AWS Cloud WAN provides a central dashboard for making connections between your branch offices, data centers, and Amazon Virtual Private Clouds (Amazon VPCs)—building a global network with only a few clicks. You use network policies to automate network management and security tasks in one location. Cloud WAN generates a complete view of your on-premises and AWS networks to help you monitor network health, security, and performance.
Fortinet SDWAN (software-defined wide-area network) solution enables enterprises to transform and secure all WAN edges. Leveraging the Security-driven Networking approach that uses one operating system and one centralized management console, enterprises realize superior user experience, enhanced security posture effectiveness with converged networking and security, and achieve operational continuity and efficiency. Fortinet FortiGate delivers fast, scalable, and flexible Secure SD-WAN for cloud-first, security-sensitive, and global enterprises. Our Security-Driven Networking approach consolidates SD-WAN, next-generation firewall (NGFW), and advanced routing.
Zero Trust Network Access（ZTNA）
ZTNA is a capability within Zero Trust Access (ZTA) that controls access to applications. It extends the principles of ZTA to verify users and devices before every application session. ZTNA confirms that they meet the organization’s policy to access that application. Our unique approach, delivering Universal ZTNA as part of our FortiGate makes it uniquely flexible, covering users when they are remote or in the office.

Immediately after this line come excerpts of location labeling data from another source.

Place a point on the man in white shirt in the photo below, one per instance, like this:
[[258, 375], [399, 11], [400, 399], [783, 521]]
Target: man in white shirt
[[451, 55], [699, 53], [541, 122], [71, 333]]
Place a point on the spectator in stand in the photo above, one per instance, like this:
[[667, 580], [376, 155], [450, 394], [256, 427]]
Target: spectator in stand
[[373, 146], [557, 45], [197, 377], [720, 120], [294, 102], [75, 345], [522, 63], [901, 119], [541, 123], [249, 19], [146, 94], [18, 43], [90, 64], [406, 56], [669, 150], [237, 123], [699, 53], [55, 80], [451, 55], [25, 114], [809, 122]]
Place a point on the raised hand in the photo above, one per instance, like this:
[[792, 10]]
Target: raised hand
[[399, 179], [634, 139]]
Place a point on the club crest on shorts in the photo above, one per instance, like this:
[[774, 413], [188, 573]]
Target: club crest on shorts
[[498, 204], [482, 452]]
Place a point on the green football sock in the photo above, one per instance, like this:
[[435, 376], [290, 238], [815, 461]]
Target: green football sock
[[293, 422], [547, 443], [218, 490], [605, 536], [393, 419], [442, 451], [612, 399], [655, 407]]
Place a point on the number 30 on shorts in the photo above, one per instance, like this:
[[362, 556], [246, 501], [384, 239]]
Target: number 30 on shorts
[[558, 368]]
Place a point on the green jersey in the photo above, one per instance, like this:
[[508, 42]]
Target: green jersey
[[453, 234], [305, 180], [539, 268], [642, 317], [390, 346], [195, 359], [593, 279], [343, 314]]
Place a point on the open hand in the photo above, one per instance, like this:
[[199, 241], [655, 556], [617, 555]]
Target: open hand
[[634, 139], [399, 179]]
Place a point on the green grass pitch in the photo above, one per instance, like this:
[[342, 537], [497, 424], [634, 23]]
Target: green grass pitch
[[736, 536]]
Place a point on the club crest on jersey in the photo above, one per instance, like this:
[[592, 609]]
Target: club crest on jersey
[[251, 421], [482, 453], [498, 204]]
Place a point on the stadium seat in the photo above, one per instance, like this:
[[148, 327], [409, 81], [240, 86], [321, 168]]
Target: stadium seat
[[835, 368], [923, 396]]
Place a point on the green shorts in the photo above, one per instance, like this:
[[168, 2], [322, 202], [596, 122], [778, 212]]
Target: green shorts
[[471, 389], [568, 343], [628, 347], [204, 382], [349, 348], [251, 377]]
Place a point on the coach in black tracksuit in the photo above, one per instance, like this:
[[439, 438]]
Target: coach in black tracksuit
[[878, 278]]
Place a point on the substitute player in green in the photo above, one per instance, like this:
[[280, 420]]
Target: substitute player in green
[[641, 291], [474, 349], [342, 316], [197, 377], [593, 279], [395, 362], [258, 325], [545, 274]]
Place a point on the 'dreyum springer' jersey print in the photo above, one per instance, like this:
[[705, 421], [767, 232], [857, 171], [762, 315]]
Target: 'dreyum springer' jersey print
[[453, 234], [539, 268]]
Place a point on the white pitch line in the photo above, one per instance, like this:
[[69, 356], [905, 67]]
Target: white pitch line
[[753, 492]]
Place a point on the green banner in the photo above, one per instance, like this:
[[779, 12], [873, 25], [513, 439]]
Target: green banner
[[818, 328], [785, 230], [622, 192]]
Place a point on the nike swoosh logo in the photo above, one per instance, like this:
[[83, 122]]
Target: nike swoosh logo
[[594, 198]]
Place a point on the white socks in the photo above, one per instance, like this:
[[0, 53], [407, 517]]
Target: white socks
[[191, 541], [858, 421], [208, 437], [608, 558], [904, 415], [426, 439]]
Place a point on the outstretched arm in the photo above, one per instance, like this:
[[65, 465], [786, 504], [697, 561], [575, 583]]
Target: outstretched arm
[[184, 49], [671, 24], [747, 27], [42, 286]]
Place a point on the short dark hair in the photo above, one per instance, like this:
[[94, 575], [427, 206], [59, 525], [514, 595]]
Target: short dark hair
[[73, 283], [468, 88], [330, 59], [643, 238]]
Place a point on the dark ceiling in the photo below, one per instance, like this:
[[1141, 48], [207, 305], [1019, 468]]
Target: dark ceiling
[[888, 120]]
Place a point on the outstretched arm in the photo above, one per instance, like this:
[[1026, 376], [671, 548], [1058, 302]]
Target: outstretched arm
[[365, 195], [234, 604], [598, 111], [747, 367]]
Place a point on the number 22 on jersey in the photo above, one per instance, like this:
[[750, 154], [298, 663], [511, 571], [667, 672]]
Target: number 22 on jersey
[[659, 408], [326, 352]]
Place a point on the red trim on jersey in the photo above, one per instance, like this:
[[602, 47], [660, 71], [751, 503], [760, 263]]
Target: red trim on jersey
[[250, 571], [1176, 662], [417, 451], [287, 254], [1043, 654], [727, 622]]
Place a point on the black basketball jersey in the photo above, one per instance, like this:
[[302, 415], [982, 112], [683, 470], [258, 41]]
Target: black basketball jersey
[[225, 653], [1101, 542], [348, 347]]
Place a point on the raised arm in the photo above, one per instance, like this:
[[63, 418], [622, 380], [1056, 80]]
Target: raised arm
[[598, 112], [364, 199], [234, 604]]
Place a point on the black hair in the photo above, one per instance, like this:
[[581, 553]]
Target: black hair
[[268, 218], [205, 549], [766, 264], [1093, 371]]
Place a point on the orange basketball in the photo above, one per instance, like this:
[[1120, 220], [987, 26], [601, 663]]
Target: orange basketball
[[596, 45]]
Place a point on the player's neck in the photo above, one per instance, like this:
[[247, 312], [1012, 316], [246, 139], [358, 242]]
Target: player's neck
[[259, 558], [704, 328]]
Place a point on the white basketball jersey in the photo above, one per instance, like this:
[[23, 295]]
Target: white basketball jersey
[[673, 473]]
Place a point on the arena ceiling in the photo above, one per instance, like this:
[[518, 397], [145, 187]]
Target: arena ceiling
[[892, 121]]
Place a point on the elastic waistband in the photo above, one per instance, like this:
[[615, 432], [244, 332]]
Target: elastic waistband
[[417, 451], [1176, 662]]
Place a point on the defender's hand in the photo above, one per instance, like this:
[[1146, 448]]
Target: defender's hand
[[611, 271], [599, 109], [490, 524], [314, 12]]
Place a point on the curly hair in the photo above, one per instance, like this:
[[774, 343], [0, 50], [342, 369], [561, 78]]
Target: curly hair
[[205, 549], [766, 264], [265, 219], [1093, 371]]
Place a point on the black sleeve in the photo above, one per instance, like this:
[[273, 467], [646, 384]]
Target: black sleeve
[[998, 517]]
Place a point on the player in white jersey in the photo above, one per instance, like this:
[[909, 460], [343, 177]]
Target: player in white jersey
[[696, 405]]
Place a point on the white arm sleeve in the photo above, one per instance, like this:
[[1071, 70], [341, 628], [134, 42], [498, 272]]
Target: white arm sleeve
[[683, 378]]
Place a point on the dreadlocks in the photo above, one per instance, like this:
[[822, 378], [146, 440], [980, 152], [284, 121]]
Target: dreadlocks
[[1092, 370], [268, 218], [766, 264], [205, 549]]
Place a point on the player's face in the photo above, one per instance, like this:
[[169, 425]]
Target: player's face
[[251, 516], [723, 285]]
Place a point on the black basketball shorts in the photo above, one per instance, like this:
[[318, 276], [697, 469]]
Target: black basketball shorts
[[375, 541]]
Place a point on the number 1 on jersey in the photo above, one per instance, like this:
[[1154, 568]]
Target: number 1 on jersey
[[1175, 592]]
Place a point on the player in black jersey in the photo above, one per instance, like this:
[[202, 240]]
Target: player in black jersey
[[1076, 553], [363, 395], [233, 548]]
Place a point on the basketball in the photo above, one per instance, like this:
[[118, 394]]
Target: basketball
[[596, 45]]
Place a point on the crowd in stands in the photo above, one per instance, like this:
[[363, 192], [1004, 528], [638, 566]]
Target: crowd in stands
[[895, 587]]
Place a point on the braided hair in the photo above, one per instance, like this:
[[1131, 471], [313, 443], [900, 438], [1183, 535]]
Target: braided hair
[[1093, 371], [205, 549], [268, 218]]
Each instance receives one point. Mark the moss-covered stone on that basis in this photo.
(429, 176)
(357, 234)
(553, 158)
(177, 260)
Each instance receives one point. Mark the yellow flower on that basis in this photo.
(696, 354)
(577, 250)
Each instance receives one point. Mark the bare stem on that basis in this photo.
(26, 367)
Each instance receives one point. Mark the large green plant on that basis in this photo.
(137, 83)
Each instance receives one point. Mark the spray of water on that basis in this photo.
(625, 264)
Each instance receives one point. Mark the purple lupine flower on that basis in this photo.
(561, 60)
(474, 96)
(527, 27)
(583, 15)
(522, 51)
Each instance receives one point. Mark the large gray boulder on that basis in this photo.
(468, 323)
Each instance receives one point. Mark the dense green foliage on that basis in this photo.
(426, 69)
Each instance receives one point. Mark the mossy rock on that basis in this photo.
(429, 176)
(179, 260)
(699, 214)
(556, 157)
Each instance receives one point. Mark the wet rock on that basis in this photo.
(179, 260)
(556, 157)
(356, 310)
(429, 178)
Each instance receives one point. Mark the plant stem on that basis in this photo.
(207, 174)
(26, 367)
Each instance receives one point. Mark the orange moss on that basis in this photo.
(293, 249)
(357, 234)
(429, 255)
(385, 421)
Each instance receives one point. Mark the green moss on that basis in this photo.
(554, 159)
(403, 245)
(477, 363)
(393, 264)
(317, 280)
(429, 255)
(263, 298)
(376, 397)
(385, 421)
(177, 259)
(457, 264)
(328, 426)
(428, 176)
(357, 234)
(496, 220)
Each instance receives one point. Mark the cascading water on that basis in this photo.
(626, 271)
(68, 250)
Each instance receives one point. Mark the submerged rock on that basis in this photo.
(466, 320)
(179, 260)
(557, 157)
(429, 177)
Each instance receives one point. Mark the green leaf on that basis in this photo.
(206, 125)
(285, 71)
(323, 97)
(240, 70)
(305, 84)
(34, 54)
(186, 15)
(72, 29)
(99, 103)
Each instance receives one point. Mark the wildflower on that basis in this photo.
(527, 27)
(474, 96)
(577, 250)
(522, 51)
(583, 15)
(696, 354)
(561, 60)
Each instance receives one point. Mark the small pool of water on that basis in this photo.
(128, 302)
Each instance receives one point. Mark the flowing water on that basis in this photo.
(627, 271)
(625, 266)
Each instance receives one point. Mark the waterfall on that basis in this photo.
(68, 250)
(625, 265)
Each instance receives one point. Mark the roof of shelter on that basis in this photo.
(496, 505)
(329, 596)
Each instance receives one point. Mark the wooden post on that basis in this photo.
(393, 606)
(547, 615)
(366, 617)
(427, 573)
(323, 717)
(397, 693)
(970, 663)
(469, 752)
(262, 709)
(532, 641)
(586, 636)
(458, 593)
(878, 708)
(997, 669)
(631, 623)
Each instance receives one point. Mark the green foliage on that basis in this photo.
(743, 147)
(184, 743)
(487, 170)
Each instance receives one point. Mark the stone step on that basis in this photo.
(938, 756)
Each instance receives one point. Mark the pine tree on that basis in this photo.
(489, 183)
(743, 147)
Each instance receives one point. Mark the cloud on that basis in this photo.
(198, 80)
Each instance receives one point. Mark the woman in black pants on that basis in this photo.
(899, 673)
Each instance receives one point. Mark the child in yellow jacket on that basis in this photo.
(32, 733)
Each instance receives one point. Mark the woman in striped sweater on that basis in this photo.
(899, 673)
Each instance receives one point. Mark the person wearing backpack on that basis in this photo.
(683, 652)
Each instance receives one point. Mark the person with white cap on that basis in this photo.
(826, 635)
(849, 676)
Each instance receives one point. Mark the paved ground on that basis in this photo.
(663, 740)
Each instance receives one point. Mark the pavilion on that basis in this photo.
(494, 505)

In the previous example, we use the integration of AWS Cloud-WAN and Fortinet SD-WAN to achieve cloud-network convergence of enterprise services, so that enterprise employees can quickly access internal applications deployed on AWS in any branch office.
In this example, many employees are working remotely due to COVID-19 and need anytime, anywhere access to business systems in Frankfurt, and the security department wants to meet demand while protecting business systems with a Zero Trust architecture that only allows users and compliance to use zero trust Policy devices access business system applications.
1、Deploy FortiClient EMS and configuration Zero Trust rules
Login to FortiCloud and enable FortiClient EMS Cloud in the Services menu
Configure Zero Trust policy rules through FortiClient EMS Cloud, and according to the business requirements of this example, we add a configuration of a Zero Trust tag [Business_ZTNA_Trust]. Detailed description of the reference documentation: Zero Trust Tagging Rules
2、Configure FortiGate for Fortinet-VPCand enableZTNA
Configure FortiClient EMS in Fabric Connectors to connect to the FortiClient EMS Cloud
Configure Zero Trust to protect Frankfurt's business system applications with ZTNA Server
Configure Zero Trust access rules in ZTNA Rules to allow only users and devices with both [Employee] and [Business_ZTNA_Trust] two ZTNA Tags to access the protected Frankfurt's business system applications.
3、Install FortiClient on the user device and connect to FortiClient EMS to obtain the Zero Trust policy identity
The Fortinet Security Fabric brings together the concepts of convergence and consolidation to provide comprehensive cybersecurity protection for all users, devices, and applications and across all network edges.